Avalanche de réglementations, modèle économique remis en cause et rendements en berne : plus que jamais, les conseillers en gestion de patrimoine indépendants (CGPI) sont une profession sous pression. Mais leur combativité reste intacte, et leurs associations agréées très actives.

Un « mille-feuille réglementaire ». L'expression, qui vient de Jean-Pierre Rondeau, président de la Compagnie des CGPI, l'une des six associations de CGPI-CIF agréées par l'Autorité des Marché Financiers (AMF), traduit bien la réalité à laquelle est exposée la profession. Créée dans les années 1980-90 par quelques précurseurs, réglementée en 2003 avec le statut de conseil en investissement financier (Cif), cette profession de conseillers en gestion de patrimoine indépendants - dont l'effectif est estimé entre 3 000 et 5 000 personnes selon que l'on prend en compte les seuls CGPI exerçant à titre principal ou tous les adhérents des associations - est soumise depuis quelques années à un empilement de réglementations.

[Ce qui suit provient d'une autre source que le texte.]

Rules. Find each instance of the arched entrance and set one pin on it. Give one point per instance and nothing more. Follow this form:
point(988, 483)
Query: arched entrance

Tout d'abord, le projet de directive MIF 2 (marché des instruments financiers) qui touche au modèle économique même de la profession : ce texte préconise d'interdire, sur le modèle de ce qui s'est fait outre-Manche, la rémunération sur les commissions. Or, en France, il s'agit de la principale source de revenus des CGPI : les honoraires représentent à peine 10 à 20% de leur chiffre d'affaires, le reste est généré par les commissions à l'entrée (de moins en moins élevées, voire parfois inexistantes) et sur l'encours des contrats d'assurance vie ou de produits financiers. « On est face à deux hypothèses : le texte est maintenu en l'état ou il est durci. C'est une grande source d'inquiétude », estime Stéphane Fantuz, président de la Chambre nationale des conseillers en investissements financiers (CNCIF). Et pour cause, selon David Charlet, président de l'Anacofi : « Il y a 40 000 emplois à la clé. »

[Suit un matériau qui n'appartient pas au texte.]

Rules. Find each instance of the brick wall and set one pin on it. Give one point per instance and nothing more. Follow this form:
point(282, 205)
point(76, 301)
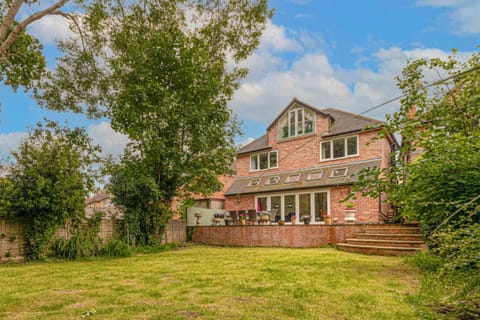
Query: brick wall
point(175, 232)
point(276, 236)
point(304, 152)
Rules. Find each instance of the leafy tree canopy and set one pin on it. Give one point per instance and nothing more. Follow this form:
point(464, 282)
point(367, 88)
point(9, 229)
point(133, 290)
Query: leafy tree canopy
point(49, 181)
point(436, 178)
point(159, 71)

Les associations de CGPI-CIF agréées par l'AMF

  • Anacofi-Cif : 1 755 adhérents (confédération).
  • Chambre des indépendants du patrimoine : 1 400 adhérents (exclusivement CGPI à titre principal).
  • CNCIF : 650 adhérents (1 200 au total, y compris haut de bilan).
  • Compagnie des CGPI : 254 adhérents (exclusivement CGPI à titre principal).
  • AACIF (Association des analystes conseillers en investissements financiers) et CCIFTE (Compagnie des conseillers en investissement, finance et transmission d'entreprise) : ce sont des associations qui regroupent des professionnels de « haut de bilan » (levée de fonds, cessions d'entreprise, etc.). Sources : associations, Aprédia

L'argument de la transparence

Les associations françaises se sont battues pour se faire entendre. « Nous avons démontré aux autorités européennes qu'aucun de nos confrères européens n'avait notre niveau de respect de MIF 1. Les CGPI français sont les plus avancés dans le monde en matière de transparence », assure Jean-Pierre Rondeau. Patrice Ponmaret, président de la Chambre des indépendants du patrimoine (CIP), confirme : « En France et en Europe, les CGPI-CIF français ont une longueur d'avance en termes de transparence. »

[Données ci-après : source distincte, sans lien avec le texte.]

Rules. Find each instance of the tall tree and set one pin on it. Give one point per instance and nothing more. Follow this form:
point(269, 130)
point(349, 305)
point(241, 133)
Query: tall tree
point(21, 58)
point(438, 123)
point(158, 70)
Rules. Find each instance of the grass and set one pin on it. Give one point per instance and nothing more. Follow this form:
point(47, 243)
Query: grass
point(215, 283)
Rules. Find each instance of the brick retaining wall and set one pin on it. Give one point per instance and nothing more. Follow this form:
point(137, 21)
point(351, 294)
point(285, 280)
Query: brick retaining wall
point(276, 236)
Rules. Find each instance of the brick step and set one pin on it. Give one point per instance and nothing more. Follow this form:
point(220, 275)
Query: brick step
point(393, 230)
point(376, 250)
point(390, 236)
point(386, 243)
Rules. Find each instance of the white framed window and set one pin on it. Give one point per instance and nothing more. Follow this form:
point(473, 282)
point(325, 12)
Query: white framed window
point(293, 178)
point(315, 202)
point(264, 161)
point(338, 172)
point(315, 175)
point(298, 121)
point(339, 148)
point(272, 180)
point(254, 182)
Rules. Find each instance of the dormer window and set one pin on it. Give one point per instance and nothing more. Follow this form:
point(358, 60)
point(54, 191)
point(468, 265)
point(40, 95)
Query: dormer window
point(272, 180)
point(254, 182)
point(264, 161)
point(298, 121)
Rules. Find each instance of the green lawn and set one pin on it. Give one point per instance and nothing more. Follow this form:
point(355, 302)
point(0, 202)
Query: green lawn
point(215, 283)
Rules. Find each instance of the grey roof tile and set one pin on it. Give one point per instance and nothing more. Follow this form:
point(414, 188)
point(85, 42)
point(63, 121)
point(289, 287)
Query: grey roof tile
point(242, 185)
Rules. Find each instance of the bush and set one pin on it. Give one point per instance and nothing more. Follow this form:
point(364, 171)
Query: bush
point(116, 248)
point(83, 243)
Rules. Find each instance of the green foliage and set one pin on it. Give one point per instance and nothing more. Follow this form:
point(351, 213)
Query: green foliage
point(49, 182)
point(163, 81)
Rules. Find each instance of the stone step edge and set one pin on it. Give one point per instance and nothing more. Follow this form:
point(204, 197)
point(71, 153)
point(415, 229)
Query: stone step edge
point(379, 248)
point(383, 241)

Au final, le tsunami dévastateur n'aura donc peut-être pas lieu, Bruxelles autorisant les gestionnaires de patrimoine à se rémunérer à la commission s'ils précisent à leurs clients qu'ils ne sont pas « indépendants » mais travaillent avec une sélection de fournisseurs. La décision, normalement entérinée en juillet, pourrait être toutefois encore repoussée et le sujet sera de nouveau débattu avec la directive DIA 2.

Autre défi, l'inscription comme intermédiaire en opération de bancaire et service de paiement (IOBSP) auprès de l'Orias au plus tard le 15 avril 2013. Alors que le texte ciblait à l'origine les courtiers en crédit, il concerne aussi les CGPI, de plus en plus nombreux à monter des dossiers de crédits immobiliers, dans le cadre d'une diversification de leur activité, ou même à proposer des livrets bancaires défiscalisés, à ouvrir des comptes courants, etc. Non seulement l'inscription comme IOBSP fait ressortir de nombreuses « incohérences », selon David Charlet, mais elle « introduit des lourdeurs administratives, comme changer le Kbis », dénonce Jean-Pierre Rondeau.

Aïda Sadfi, directrice générale de la société d'études Aprédia « Les cabinets de GCPI se sont adaptés à la crise »

  • Comment les CGPI ont-ils traversé l'année 2012 ?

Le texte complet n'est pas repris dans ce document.